LumaBrowser Documentation

Getting Started

LumaBrowser is a programmable browser with built-in AI automation, network monitoring, and a full REST API. Download the installer, launch the app, and start automating in minutes.

Installation

Download the installer for your platform from the downloads page. Available for Windows, macOS, and Linux. Run the installer and launch LumaBrowser — the REST API server starts automatically.

Quick Start

Once running, the REST API is available on http://localhost:3000. Try it:

# Check health
curl http://localhost:3000/api/health

# Create a tab
curl -X POST http://localhost:3000/api/browser/tabs \
  -H "Content-Type: application/json" \
  -d '{"url": "https://example.com"}'

# Take a screenshot
curl http://localhost:3000/api/browser/tabs/0/screenshot

Configuration

Settings are persisted in SQLite. Key options:

SettingDefaultDescription
core.apiPort3000REST API listen port
core.apiEnabledtrueEnable/disable REST server
core.mcpEnabledtrueEnable/disable MCP server

Environment variable overrides: API_PORT=8080, API_HOST=0.0.0.0

REST API Overview

All endpoints are available at http://localhost:3000 by default. Responses are JSON.

Health & Discovery

EndpointDescription
GET /api/healthServer status, port, loaded extensions
GET /api/List all available routes

Response Format

Successful responses wrap data in a standard envelope:

{
  "data": { ... },
  "count": 5,
  "success": true
}
Browser Automation API

Full programmatic control over browser tabs — navigate, click, fill forms, extract content, and take screenshots.

Tab Management

EndpointDescription
GET /api/browser/tabsList all open tabs
POST /api/browser/tabsCreate new tab
DELETE /api/browser/tabs/:idClose tab
PATCH /api/browser/tabs/:idNavigate, refresh, or execute JS

Create Tab

POST /api/browser/tabs
{
  "url": "https://example.com",
  "silent": false
}

Page Inspection

EndpointDescription
GET /api/browser/tabs/:id/sourcePage HTML (?type=text|clean|full)
GET /api/browser/tabs/:id/screenshotPNG screenshot as base64
GET /api/browser/tabs/:id/consoleConsole log entries
GET /api/browser/tabs/:id/networkNetwork request log
GET /api/browser/tabs/:id/elementElement properties (?selector=css&llmFallback=desc)
GET /api/browser/tabs/:id/tableExtract table data (?selector=css&llmFallback=desc)

User Interaction

All selector-based endpoints accept an optional llmFallback parameter — a natural language description of the target element. When the CSS selector fails and an LLM is configured, it resolves the element automatically.
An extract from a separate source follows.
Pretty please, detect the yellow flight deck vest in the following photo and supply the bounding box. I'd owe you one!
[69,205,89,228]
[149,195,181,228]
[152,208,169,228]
See LLM Fallback.

EndpointPayload
POST /tabs/:id/click{ "selector": "button.submit", "llmFallback": "Click the submit button" }
POST /tabs/:id/fill{ "fields": [{ "selector": "input", "value": "text", "llmFallback": "Email input" }] }
POST /tabs/:id/wait{ "selector": ".modal", "llmFallback": "The popup modal", "timeout": 5000 }
POST /tabs/:id/scroll{ "selector": "#pricing", "llmFallback": "The pricing section" }
POST /tabs/:id/press-key{ "key": "Enter", "selector": "input.search", "llmFallback": "The search box" }
POST /tabs/:id/dialog{ "action": "accept" }

Full Workflow Example

# 1. Create a tab
curl -X POST http://localhost:3000/api/browser/tabs \
  -H "Content-Type: application/json" \
  -d '{"url": "https://example.com"}'

# 2. Fill a form (with LLM fallback per field)
curl -X POST http://localhost:3000/api/browser/tabs/0/fill \
  -H "Content-Type: application/json" \
  -d '{"fields": [
    {"selector": "input[name=email]", "value": "[email protected]",
     "llmFallback": "The email input field"},
    {"selector": "input[name=password]", "value": "secret123",
     "llmFallback": "The password input field"}
  ], "llmFallback": "Fill the login form"}'

# 3. Click submit (with LLM fallback)
curl -X POST http://localhost:3000/api/browser/tabs/0/click \
  -H "Content-Type: application/json" \
  -d '{"selector": "button[type=submit]",
       "llmFallback": "Click the login button"}'

# 4. Wait for result (with LLM fallback)
curl -X POST http://localhost:3000/api/browser/tabs/0/wait \
  -H "Content-Type: application/json" \
  -d '{"selector": ".success-message", "timeout": 10000,
       "llmFallback": "The success confirmation message"}'

# 5. Get page content
curl "http://localhost:3000/api/browser/tabs/0/source?type=text"
LLM Fallback

Every selector-based browser command accepts an optional llmFallback parameter — a plain-English description of the target element. When the primary CSS selector fails and an LLM provider is configured, LumaBrowser automatically resolves the correct element using AI.

How It Works

  1. Your command runs with the provided CSS selector
  2. If the selector fails (element not found) and llmFallback is present:
  3. If the Template Builder extension is active, LumaBrowser checks for an existing page template — or generates one automatically
  4. The LLM receives the page template and your natural language description, then resolves the correct CSS selector
  5. The command retries with the AI-resolved selector
  6. On success, the response includes resolvedSelector so you can update your scripts

Prerequisites

  • A primary LLM must be configured (Settings → LLM Provider)
  • Template Builder extension is recommended (enabled by default) for better accuracy
  • Works with OpenAI-compatible, Anthropic, or local WebGPU models

Supported Endpoints

EndpointFallback Behavior
POST /tabs/:id/clickResolves click target. Selector becomes optional when llmFallback is provided.
POST /tabs/:id/fillPer-field llmFallback on each field object, plus top-level fallback for the whole form.
POST /tabs/:id/waitResolves wait target. Selector becomes optional when llmFallback is provided.
POST /tabs/:id/scrollResolves scroll-to-element target when a selector is involved.
POST /tabs/:id/press-keyResolves focus target element before key press.
GET /tabs/:id/elementResolves element to inspect. Selector becomes optional when llmFallback is provided.
GET /tabs/:id/tableResolves table container selector.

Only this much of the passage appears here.